Already, CAMC has reduced sodium levels by 40 percent and fat levels by 35 percent, said Mike Marrara, head of food and nutrition at CAMC. The hospital started by adding herbs, instead of salt, for flavoring.
"It's a lot of the comfort food people eat, just made healthier," Marrara said. "We're trying to change the way people think about healthy options and make them readily available."
The biggest challenge has been finding growers certified to sell to hospitals. The hospital may purchase produce only from USDA-GAP-certified growers.
Jean Smith, director of marketing and development for the Department of Agricultural, said the GAP-certification process ensures safe handling of produce.
The one-day course covers everything from potential water-source threats. like microbiological hazards. to how to handle and store produce. Smith said the program is relatively new to West Virginia.

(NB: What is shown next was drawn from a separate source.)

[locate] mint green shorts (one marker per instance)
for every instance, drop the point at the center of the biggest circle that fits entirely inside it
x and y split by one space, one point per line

"It's exactly what needs to happen," Smith said of the program. "This is just another way for the Department of Agriculture to ensure our food supply is safe."
The department uses farm-bill funds to reduce the course's cost for interested West Virginians.
Additionally, once growers are USDA-GAP certified, they would be able to sell their product outside West Virginia, creating new business opportunities.
"It's just the right thing for our local economy and our patients to try and get the most nutritious food as possible," Marrara said.